Business Email Compromise
The silent pandemic of cybercrime
Palo Alto Networks’ IT security experts have released the results of a recent investigation into BEC (Business Email Compromise) attacks. These shed new light on the severity of this silent pandemic of cybercrime, which includes phishing and referral fraud.
The FBI recently warned that BEC attacks caused $1.87 billion in damage last year, making them among the costliest forms of cybercrime.
Palo Alto Networks analysts combed through recent case files and found that the average wire transfer fraud attempt was $567,000, and the highest was as high as $six million. Victims, as a rule, do not go public so as not to damage their reputation. This means that BEC does not receive as much attention compared to other cyber threats such as ransomware and supply chain attacks.
Among the hundreds of BEC cases that Palo Alto Networks has researched since the beginning of last year, IT security experts found that 89 percent of victims did not enable multi-factor authentication (MFA) or did not follow best practices for implementing it.

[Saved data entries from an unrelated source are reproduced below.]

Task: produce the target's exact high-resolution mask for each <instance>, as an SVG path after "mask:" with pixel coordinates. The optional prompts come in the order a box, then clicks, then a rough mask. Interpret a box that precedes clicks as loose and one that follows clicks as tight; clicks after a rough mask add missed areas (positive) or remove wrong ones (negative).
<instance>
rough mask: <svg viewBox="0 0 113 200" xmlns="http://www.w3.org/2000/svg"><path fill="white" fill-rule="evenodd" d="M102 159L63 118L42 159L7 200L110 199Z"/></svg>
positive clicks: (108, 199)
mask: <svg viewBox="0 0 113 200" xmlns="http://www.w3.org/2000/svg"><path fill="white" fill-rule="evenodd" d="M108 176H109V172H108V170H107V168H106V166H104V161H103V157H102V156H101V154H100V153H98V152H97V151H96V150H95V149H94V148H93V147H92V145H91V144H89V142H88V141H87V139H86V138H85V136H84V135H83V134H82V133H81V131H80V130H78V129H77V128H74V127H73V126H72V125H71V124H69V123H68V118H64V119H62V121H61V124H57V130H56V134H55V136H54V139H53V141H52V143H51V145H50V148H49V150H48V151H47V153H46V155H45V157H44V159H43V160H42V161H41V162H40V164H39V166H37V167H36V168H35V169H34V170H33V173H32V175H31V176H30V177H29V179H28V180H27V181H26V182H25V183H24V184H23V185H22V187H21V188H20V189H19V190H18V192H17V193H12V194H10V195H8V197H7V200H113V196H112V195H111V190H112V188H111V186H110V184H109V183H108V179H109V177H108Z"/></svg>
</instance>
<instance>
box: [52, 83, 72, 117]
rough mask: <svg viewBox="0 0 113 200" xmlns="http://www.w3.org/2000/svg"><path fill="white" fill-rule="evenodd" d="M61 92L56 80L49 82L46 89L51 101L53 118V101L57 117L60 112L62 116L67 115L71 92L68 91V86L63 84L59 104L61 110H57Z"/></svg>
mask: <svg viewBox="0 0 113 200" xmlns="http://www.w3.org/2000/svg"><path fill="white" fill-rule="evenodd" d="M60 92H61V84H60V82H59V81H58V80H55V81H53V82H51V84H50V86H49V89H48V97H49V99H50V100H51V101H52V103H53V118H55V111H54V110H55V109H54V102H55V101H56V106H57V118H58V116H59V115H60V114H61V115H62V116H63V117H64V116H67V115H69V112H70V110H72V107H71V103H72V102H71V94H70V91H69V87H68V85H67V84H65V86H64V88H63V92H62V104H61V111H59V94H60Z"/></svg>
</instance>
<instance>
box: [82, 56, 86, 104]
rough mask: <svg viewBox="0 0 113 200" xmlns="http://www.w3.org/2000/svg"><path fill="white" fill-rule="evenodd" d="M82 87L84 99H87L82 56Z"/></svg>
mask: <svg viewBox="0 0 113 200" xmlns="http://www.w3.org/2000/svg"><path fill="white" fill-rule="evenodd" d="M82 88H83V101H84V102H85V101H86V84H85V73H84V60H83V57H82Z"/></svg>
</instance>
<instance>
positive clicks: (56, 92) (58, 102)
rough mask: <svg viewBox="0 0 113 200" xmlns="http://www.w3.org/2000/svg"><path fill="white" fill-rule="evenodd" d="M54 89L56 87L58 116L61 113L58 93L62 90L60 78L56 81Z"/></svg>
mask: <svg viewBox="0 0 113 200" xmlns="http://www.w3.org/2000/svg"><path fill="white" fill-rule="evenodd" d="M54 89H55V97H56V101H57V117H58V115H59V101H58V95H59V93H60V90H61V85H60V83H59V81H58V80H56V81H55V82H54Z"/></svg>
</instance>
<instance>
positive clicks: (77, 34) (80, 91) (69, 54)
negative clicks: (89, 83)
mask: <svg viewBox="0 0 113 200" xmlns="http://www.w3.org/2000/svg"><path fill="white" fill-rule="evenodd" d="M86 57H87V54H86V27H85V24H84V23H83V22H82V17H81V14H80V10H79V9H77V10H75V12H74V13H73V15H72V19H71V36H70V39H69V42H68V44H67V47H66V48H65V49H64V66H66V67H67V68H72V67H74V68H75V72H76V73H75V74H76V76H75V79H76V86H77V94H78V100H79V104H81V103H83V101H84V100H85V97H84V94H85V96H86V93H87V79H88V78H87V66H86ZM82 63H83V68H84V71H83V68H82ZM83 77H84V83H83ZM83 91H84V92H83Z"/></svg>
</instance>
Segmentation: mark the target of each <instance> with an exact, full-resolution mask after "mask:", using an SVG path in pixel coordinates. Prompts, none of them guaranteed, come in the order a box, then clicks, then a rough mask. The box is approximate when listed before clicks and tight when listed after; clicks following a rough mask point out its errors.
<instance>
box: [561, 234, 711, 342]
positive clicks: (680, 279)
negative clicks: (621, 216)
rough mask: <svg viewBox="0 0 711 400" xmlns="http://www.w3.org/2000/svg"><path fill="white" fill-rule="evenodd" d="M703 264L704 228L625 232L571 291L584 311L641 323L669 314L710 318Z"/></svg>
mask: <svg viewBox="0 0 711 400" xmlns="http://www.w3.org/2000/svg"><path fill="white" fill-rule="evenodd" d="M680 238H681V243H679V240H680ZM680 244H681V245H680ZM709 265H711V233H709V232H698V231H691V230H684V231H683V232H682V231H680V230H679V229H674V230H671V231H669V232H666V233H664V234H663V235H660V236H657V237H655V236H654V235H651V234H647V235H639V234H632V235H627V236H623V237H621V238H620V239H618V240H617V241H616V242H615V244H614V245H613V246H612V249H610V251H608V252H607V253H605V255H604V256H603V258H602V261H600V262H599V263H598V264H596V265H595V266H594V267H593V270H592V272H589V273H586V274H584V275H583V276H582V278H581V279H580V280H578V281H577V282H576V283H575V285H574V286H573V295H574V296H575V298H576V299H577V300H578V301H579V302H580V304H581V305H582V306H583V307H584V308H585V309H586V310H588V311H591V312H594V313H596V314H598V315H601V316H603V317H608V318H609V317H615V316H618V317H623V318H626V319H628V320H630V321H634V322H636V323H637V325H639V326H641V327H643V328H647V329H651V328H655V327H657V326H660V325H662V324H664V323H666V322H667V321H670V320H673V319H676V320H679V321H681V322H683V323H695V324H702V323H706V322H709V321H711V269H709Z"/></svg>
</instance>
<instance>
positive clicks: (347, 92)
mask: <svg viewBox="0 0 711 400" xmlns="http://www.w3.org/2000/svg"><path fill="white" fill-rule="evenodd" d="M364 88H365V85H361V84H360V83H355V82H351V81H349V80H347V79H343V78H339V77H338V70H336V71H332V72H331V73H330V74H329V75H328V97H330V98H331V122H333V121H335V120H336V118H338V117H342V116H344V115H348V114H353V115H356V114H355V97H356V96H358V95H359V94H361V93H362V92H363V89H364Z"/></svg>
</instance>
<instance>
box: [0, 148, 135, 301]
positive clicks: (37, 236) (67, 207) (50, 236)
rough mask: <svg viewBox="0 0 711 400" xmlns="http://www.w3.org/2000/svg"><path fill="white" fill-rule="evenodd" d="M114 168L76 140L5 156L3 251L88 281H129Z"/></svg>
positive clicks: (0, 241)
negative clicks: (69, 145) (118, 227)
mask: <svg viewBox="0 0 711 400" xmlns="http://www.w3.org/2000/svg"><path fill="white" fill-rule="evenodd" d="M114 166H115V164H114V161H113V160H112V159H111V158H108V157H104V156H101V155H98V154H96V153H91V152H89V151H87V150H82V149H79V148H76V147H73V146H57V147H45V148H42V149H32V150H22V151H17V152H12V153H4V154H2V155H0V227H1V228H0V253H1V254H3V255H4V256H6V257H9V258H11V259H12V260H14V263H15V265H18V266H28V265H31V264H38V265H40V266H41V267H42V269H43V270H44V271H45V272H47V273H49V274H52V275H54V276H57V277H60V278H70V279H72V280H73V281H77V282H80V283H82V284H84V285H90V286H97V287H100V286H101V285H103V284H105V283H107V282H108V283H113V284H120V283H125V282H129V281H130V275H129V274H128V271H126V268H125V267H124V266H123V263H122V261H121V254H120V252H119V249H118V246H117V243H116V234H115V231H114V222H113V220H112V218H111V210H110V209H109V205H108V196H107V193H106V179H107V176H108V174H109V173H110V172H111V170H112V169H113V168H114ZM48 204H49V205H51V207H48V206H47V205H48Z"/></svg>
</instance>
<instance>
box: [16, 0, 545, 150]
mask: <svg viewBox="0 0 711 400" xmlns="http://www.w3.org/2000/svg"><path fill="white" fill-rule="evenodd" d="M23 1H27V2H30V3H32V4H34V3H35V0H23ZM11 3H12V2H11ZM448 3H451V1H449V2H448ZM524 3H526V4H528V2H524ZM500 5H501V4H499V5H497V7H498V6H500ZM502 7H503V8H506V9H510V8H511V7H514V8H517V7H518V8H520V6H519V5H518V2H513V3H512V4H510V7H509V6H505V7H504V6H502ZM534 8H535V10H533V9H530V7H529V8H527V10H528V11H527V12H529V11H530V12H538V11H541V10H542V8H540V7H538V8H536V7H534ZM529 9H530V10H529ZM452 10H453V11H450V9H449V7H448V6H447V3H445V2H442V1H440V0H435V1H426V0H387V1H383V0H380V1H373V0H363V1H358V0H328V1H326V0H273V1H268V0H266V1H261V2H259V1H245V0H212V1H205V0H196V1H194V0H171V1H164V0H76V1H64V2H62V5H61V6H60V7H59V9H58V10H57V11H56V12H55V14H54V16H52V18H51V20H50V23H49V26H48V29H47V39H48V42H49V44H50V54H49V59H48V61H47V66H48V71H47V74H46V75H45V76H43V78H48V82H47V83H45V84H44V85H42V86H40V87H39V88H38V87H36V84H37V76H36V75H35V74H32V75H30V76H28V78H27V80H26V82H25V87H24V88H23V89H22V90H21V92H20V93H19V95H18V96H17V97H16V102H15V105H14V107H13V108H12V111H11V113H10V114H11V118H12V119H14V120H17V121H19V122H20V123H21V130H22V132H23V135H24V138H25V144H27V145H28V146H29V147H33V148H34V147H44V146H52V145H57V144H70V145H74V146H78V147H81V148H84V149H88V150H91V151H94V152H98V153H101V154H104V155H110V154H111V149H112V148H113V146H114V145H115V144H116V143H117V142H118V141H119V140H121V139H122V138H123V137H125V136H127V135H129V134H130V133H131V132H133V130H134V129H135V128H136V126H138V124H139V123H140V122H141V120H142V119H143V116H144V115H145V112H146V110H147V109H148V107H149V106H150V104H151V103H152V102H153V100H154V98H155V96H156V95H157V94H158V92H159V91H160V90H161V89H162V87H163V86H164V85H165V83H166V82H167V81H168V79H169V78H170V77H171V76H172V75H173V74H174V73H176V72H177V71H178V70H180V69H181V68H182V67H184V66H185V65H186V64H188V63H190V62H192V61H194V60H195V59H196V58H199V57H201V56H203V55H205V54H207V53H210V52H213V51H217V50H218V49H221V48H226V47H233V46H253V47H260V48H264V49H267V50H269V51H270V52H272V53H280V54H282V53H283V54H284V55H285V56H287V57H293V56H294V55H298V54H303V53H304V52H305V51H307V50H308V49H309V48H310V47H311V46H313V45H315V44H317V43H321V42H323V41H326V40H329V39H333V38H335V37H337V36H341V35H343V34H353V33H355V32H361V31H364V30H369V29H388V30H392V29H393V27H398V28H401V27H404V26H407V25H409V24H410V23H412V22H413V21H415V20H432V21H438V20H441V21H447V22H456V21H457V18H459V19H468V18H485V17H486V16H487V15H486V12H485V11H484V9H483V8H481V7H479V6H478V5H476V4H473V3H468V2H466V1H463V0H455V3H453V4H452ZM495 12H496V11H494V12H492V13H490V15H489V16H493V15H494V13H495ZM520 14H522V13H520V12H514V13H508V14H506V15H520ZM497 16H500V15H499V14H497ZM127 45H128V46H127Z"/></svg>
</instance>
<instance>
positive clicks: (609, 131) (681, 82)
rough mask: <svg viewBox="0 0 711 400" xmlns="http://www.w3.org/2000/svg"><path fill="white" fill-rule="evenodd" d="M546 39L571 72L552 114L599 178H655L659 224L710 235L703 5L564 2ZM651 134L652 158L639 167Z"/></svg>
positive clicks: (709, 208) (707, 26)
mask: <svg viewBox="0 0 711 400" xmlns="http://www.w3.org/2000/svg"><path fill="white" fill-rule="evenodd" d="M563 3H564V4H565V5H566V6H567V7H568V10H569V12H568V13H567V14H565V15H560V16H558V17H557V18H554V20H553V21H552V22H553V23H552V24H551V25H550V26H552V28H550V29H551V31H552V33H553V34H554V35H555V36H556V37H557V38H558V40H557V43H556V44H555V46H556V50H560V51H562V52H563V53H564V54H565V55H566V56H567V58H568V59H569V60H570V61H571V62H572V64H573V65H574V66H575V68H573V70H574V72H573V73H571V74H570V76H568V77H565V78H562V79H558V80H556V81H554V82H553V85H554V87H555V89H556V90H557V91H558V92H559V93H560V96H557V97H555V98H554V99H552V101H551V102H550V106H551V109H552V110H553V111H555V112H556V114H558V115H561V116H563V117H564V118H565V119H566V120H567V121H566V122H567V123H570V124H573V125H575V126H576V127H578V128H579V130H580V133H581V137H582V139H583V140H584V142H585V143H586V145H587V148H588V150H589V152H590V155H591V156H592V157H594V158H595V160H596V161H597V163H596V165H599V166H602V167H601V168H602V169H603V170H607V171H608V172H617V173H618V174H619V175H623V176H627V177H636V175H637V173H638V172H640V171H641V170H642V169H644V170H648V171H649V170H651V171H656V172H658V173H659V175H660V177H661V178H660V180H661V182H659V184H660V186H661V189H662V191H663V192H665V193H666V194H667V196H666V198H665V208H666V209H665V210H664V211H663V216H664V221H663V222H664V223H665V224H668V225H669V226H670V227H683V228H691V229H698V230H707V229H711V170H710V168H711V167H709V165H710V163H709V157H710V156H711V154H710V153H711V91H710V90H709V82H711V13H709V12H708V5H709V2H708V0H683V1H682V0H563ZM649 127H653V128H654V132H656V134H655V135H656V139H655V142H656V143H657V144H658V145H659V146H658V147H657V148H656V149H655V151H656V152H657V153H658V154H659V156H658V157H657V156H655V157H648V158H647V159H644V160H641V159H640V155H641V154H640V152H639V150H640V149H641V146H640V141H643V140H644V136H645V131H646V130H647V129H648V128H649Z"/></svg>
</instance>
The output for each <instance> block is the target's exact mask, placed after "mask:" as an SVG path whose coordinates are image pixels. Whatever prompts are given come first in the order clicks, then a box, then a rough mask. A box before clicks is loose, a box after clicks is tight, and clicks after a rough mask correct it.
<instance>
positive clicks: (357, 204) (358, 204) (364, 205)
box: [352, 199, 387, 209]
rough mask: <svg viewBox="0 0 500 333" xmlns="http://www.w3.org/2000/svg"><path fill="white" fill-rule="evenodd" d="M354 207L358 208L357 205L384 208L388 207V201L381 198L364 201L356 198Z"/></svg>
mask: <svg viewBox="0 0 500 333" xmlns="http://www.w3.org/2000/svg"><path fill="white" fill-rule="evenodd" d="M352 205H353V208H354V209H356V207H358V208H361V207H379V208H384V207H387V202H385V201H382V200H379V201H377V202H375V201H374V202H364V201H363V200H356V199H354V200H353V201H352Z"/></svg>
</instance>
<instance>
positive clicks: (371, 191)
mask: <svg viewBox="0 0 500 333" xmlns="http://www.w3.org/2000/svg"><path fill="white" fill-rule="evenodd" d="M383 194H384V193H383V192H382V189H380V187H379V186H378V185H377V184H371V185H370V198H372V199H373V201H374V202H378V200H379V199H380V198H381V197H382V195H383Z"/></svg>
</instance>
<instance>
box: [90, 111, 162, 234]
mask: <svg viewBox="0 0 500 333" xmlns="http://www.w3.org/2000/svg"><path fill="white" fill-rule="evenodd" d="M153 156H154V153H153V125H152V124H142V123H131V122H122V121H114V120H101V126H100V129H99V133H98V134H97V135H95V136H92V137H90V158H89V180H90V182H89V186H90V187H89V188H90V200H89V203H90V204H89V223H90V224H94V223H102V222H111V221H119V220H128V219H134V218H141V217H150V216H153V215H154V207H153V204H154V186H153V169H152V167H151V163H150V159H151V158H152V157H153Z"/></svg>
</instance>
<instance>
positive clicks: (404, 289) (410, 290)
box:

Palo Alto Networks has published a new blog on the “Nightmare email hacks” with the corresponding content, which contains current data on the rise of fraud through compromised business email compromise (BEC). The text includes graphic information on actual cases, tips to prevent these attacks and some new data that illustrate the extent of this silent pandemic of cybercrime.
- The average attempted theft was $567,000 and the highest attempt was a whopping six million dollars, in hundreds of cases identified by Palo Alto Networks (and Unit42’s team) since early last year.
- In 89 percent of these cases, multi-factor authentication (MFA) was not enabled or implementation best practices were not followed.
- MFA deficiencies can be remedied by conducting assessments to identify deficiencies in security controls.